Chapter 15, Problem 21P

(a)

To determine

The work done by the gas if it follows a constant pressure path $AE$, and constant temperature path $ED$.

Answer to Problem 21P

The work done by the gas is $\underset{\_}{-1.93\text{kJ}}$.

Explanation of Solution

Write the expression for work done at constant pressure $AE$.

$W=-P\Delta V_{\text{i}}$ (I)

Here, $W$ is the work done, $P$ is the pressure, $\Delta V$ is the change in volume.

Write the expression for work done at constant temperature $ED$.

$W=nRT\ln \frac{V_{\text{E}}}{V_{\text{D}}}$ (II)

Here, $n$ is the number of moles, $R$ is the universal gas constant, $T$ is the temperature, $V_{\text{E}}$ is the volume at E, and $V_D$ is the volume at $D$.

Write the expression for work done for a combined constant pressure and temperature process.

$W_{\text{total}}=-P\Delta V+nRT\ln \frac{V_{\text{E}}}{V_{\text{D}}}$ (III)

Write the ideal gas equation to obtain an expression for $T$.

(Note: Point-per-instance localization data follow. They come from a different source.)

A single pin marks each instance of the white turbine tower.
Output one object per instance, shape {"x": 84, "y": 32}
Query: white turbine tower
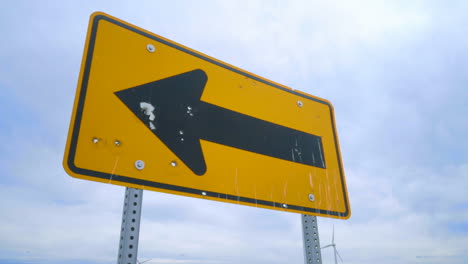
{"x": 334, "y": 246}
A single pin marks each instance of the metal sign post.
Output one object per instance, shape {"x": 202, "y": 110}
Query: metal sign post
{"x": 130, "y": 232}
{"x": 310, "y": 236}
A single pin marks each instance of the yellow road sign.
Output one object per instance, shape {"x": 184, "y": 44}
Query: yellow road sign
{"x": 152, "y": 114}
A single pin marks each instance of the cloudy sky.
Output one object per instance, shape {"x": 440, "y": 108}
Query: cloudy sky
{"x": 395, "y": 71}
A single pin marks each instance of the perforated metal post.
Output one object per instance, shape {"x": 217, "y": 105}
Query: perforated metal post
{"x": 312, "y": 254}
{"x": 129, "y": 234}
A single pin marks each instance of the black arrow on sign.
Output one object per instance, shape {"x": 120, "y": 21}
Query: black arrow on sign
{"x": 172, "y": 110}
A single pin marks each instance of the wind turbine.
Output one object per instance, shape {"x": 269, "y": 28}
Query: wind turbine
{"x": 334, "y": 246}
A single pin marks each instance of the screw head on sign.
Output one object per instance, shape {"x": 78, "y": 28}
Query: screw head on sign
{"x": 150, "y": 48}
{"x": 139, "y": 164}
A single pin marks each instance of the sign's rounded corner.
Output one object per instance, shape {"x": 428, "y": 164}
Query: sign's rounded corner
{"x": 69, "y": 167}
{"x": 98, "y": 15}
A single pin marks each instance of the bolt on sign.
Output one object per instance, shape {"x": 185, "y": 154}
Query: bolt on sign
{"x": 152, "y": 114}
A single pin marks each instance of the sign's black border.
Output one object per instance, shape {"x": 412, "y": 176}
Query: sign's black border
{"x": 97, "y": 174}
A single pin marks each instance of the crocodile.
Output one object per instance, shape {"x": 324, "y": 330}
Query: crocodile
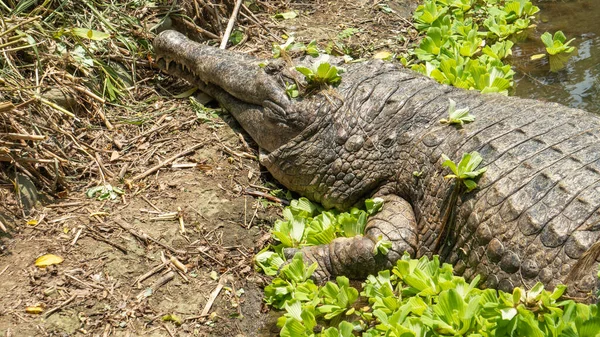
{"x": 534, "y": 216}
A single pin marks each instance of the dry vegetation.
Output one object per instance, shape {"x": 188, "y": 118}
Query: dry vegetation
{"x": 83, "y": 109}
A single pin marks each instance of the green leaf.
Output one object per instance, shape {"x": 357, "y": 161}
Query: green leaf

$\begin{array}{c}{P}_{\text{E}}{V}_{\text{E}}=nRT\\ T=\frac{P_{\text{E}}{V}_{\text{E}}}{nR}\end{array}$ (IV)

Substitute equation (IV) in (III).

$W_{\text{total}}=-P\Delta V+nR\left(\frac{P_{\text{E}}{V}_{\text{E}}}{nR}\right)\ln \frac{V_{\text{E}}}{V_{\text{D}}}$ (V)

Conclusion:

Substitute $2.0\text{atm}$ for $P$, $\left(8.0\text{L-4}\text{.0}\text{L}\right)$ for $\Delta V$, $8.0\text{L}$ for $V_{\text{E}}$, $16.0\text{L}$ for $V_D$, in equation (V).

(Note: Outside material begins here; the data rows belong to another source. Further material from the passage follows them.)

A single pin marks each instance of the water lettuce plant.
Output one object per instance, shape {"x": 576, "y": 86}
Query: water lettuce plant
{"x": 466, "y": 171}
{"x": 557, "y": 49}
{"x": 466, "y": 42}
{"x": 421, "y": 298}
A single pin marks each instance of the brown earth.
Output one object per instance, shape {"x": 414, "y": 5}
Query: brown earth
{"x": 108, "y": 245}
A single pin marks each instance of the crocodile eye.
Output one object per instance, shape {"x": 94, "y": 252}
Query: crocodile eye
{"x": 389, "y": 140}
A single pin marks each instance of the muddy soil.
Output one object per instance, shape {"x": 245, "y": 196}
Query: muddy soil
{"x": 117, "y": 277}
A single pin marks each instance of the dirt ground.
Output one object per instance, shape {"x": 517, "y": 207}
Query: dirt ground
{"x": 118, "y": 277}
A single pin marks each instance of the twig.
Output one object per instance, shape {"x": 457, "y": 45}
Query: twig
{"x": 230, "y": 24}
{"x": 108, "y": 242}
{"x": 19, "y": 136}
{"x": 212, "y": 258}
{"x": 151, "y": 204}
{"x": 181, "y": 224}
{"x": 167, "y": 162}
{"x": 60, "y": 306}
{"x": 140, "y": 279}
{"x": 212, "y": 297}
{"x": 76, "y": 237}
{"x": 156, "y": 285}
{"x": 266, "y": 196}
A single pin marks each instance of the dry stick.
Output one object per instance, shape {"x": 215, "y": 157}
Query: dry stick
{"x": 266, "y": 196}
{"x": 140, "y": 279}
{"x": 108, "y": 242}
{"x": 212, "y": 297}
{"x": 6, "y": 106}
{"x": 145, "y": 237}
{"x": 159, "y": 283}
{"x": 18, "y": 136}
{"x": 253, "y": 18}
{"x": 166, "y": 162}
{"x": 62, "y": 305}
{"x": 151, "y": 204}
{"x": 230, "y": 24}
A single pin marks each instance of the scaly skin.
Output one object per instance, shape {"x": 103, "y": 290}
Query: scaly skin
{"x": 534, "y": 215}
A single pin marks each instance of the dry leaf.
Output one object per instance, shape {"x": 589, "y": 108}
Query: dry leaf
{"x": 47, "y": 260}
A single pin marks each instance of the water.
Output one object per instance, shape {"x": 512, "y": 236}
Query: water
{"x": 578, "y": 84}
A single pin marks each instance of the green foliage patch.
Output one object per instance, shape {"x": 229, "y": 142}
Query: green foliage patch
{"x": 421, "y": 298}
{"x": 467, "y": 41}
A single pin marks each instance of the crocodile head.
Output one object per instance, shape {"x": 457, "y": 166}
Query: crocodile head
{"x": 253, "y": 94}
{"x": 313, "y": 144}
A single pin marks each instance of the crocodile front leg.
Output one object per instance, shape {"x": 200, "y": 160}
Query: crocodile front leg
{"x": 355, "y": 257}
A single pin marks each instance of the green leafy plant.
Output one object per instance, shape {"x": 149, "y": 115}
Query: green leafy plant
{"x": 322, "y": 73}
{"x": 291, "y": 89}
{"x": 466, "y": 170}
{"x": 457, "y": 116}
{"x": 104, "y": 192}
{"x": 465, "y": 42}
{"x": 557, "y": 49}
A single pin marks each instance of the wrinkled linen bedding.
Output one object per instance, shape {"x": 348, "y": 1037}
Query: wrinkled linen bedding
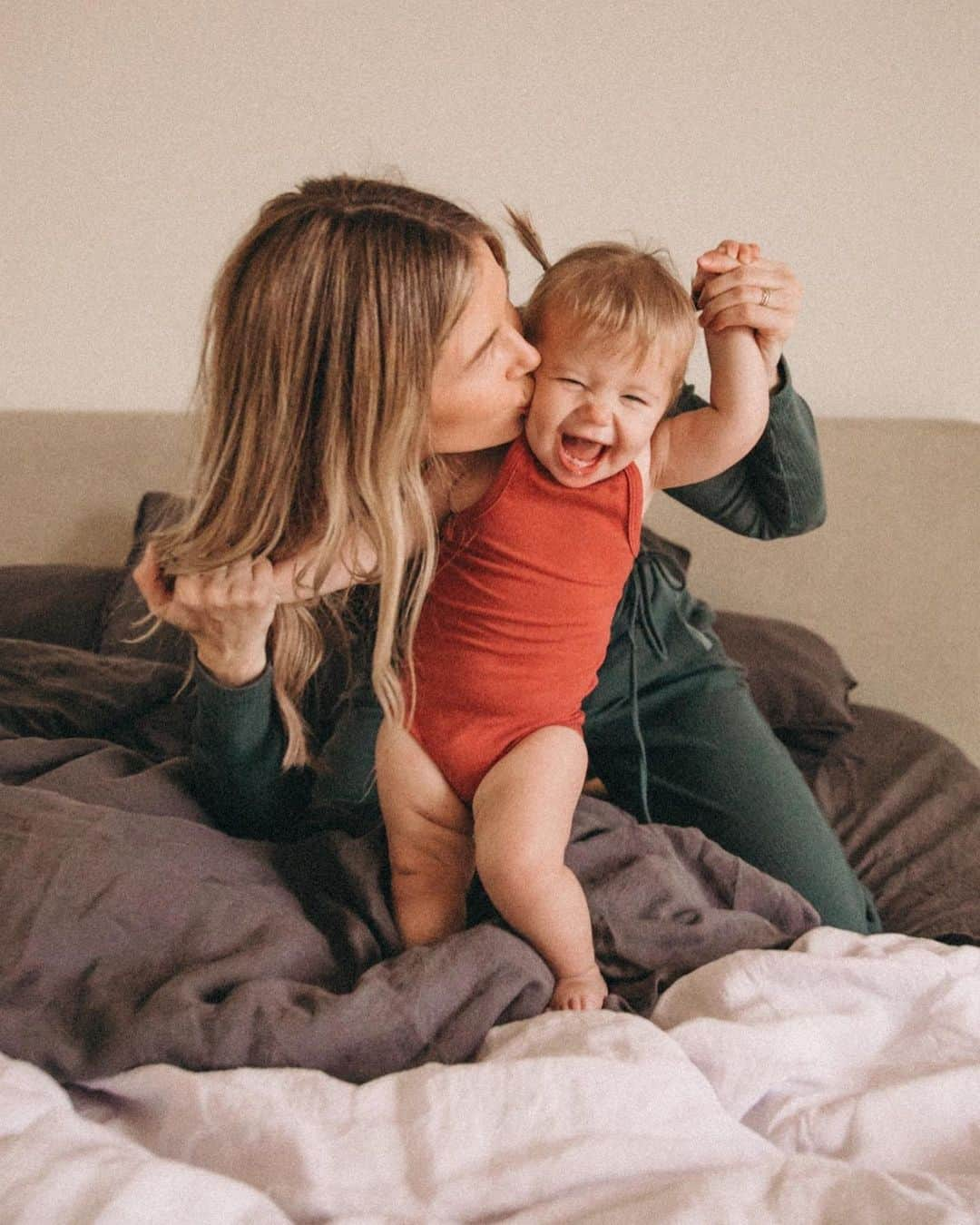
{"x": 838, "y": 1081}
{"x": 132, "y": 933}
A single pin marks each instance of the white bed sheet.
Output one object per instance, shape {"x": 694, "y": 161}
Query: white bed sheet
{"x": 835, "y": 1082}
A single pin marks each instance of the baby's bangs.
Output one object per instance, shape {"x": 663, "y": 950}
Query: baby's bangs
{"x": 637, "y": 321}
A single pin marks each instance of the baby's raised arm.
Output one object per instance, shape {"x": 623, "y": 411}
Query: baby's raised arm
{"x": 699, "y": 445}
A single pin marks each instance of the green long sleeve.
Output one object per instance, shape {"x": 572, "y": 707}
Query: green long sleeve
{"x": 237, "y": 760}
{"x": 777, "y": 490}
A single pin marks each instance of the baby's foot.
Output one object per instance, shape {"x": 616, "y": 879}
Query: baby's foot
{"x": 580, "y": 993}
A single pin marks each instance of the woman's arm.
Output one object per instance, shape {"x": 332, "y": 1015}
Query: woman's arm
{"x": 777, "y": 490}
{"x": 237, "y": 752}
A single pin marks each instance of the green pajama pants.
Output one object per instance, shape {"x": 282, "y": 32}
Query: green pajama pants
{"x": 671, "y": 718}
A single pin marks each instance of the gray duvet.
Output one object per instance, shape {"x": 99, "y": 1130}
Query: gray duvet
{"x": 133, "y": 933}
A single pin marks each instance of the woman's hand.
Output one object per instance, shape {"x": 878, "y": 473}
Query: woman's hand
{"x": 734, "y": 287}
{"x": 227, "y": 612}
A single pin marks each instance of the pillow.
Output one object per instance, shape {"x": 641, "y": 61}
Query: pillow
{"x": 122, "y": 612}
{"x": 798, "y": 680}
{"x": 56, "y": 603}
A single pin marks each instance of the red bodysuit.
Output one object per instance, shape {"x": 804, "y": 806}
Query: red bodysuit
{"x": 517, "y": 620}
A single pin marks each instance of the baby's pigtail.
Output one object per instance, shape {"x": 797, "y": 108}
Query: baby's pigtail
{"x": 529, "y": 238}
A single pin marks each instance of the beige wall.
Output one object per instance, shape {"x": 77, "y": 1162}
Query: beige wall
{"x": 140, "y": 139}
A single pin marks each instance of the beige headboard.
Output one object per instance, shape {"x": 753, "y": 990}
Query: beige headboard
{"x": 892, "y": 580}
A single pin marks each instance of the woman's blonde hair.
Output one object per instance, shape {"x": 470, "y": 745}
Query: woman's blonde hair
{"x": 612, "y": 289}
{"x": 314, "y": 387}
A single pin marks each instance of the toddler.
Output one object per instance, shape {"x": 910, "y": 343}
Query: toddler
{"x": 535, "y": 544}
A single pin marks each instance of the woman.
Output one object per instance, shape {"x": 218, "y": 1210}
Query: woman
{"x": 360, "y": 349}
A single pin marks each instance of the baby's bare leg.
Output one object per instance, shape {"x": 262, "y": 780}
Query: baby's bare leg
{"x": 430, "y": 839}
{"x": 522, "y": 816}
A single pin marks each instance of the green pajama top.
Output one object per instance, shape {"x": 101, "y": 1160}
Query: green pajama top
{"x": 777, "y": 490}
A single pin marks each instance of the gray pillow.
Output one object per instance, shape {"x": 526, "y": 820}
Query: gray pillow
{"x": 798, "y": 680}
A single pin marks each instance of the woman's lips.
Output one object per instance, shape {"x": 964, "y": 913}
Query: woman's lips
{"x": 580, "y": 456}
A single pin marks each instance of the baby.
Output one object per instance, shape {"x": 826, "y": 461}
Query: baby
{"x": 535, "y": 545}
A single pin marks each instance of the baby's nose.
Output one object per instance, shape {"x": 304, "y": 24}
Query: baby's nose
{"x": 597, "y": 410}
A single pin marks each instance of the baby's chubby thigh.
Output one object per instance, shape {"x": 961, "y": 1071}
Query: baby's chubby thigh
{"x": 522, "y": 810}
{"x": 430, "y": 838}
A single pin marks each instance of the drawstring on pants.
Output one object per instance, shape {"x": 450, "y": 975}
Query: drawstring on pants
{"x": 640, "y": 593}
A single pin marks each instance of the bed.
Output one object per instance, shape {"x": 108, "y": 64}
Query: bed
{"x": 210, "y": 1029}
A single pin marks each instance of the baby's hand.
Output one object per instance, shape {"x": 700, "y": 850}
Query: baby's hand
{"x": 724, "y": 258}
{"x": 734, "y": 288}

$\begin{array}{c}{W}_{\text{total}}=\left[-\left(2.0\text{atm}\right)\left(\left(8.0\text{L-4}\text{.0}\text{L}\right)\right)+\left(2.0\text{atm}\times 8.0\text{L}\right)\ln \frac{8.0\text{L}}{16.0\text{L}}\right]\left(1.013\times {10}^5\text{Pa/atm}\right)\left({10}^{-3}{\text{m}}^3/\text{L}\right)\\ =-1.933\text{kJ}\end{array}$

Therefore, the work done by the gas is $\underset{\_}{-1.93\text{kJ}}$.

(b)

To determine

The total change in internal energy during entire process and total heat flow into the gas.

Answer to Problem 21P

The total change in internal energy during entire process $\underset{\_}{1.22\text{kJ}}$, and total heat flow into the gas is $\underset{\_}{3.15\text{kJ}}$.

Explanation of Solution

Write the expression for the internal energy change at constant temperature.

$\Delta U=0$ (VI)

Write the expression for the internal energy change at constant pressure.

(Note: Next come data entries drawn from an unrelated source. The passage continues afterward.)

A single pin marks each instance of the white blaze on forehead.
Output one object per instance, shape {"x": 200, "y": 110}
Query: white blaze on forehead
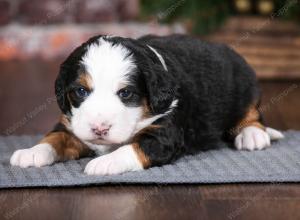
{"x": 108, "y": 64}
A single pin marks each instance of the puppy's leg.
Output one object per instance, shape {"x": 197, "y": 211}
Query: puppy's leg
{"x": 252, "y": 134}
{"x": 126, "y": 158}
{"x": 147, "y": 149}
{"x": 57, "y": 145}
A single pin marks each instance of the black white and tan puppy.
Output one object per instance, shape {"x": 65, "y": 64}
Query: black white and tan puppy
{"x": 145, "y": 102}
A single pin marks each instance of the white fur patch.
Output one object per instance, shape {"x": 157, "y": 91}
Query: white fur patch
{"x": 109, "y": 67}
{"x": 122, "y": 160}
{"x": 37, "y": 156}
{"x": 161, "y": 59}
{"x": 252, "y": 138}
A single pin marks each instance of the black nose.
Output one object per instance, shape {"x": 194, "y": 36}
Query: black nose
{"x": 101, "y": 131}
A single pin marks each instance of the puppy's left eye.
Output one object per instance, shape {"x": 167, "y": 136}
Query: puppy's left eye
{"x": 81, "y": 92}
{"x": 125, "y": 94}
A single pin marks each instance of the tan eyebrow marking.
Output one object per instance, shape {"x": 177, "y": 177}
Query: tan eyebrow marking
{"x": 85, "y": 80}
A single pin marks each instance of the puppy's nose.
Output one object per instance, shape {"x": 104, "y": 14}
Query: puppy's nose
{"x": 101, "y": 130}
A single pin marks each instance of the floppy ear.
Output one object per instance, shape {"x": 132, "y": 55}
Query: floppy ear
{"x": 161, "y": 89}
{"x": 60, "y": 91}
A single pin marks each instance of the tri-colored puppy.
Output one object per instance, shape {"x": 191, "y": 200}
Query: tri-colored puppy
{"x": 146, "y": 102}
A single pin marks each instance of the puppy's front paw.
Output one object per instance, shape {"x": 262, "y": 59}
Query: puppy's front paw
{"x": 122, "y": 160}
{"x": 37, "y": 156}
{"x": 252, "y": 138}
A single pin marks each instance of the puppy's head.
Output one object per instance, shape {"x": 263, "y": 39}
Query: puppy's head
{"x": 111, "y": 88}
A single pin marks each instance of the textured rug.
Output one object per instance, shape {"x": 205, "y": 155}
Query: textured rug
{"x": 280, "y": 163}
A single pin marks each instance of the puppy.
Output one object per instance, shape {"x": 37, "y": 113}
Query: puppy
{"x": 145, "y": 102}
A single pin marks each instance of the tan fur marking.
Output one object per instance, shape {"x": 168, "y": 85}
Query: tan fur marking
{"x": 66, "y": 145}
{"x": 251, "y": 119}
{"x": 145, "y": 161}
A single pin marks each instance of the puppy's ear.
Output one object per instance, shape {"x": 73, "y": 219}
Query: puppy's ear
{"x": 161, "y": 89}
{"x": 60, "y": 91}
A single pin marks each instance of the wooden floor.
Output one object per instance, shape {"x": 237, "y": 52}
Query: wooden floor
{"x": 27, "y": 107}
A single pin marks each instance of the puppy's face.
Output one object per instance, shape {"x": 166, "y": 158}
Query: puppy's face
{"x": 104, "y": 92}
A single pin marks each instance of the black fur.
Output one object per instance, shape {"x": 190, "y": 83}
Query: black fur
{"x": 214, "y": 87}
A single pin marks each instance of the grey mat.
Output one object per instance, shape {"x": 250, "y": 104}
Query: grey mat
{"x": 281, "y": 163}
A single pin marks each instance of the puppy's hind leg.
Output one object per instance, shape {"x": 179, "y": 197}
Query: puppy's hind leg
{"x": 251, "y": 134}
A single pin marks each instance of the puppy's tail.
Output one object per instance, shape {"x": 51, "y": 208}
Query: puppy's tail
{"x": 274, "y": 134}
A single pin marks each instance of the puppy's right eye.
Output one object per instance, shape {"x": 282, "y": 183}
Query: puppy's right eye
{"x": 81, "y": 92}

$\begin{array}{c}\Delta U=n{C}_V\Delta T\\ =\frac{3}{2}nR\Delta T\end{array}$ . (VII)

Here, $C_V$ is the heat capacity at constant volume, and $\Delta T$ is the change in temperature, and $R$ is the universal gas constant.

Write the expression for $\Delta T$ according to equation (VI).

$\begin{array}{c}P\Delta V_{\text{i}}=nR\Delta T\\ \Delta T=\frac{P\Delta V_{\text{i}}}{nR}\end{array}$ (VIII)

Substitute equation (VIII) in (VII).

$\Delta U=\frac{3}{2}nR\left(\frac{P\Delta V_{\text{i}}}{nR}\right)$ . (IX)

Write the expression for the first law of thermodynamics.

$Q=\Delta U-W$ (X)

Conclusion:

Substitute $2.0\text{atm}$ for $P$, $\left(8.0\text{L-4}\text{.0}\text{L}\right)$ for $\Delta V$ in equation (IX).

$\begin{array}{c}\Delta U=\left[\frac{3}{2}\left(2.0\text{atm}\times \left(8.0\text{L-4}\text{.0}\text{L}\right)\right)\right]\left(1.013\times {10}^{-5}\text{Pa/atm}\times {\text{10}}^{-3}{\text{m}}^3/\text{L}\right)\\ =1.22\text{kJ}\end{array}$

Substitute $1.22\text{kJ}$ for $\Delta U$, $-1.933\text{kJ}$ for $W$ in equation (X).

$\begin{array}{c}Q=1.22\text{kJ}-\left(-1.933\text{kJ}\right)\\ =3.15\text{kJ}\end{array}$

Therefore, the total change in internal energy during entire process $\underset{\_}{1.22\text{kJ}}$, and total heat flow into the gas is $\underset{\_}{3.15\text{kJ}}$.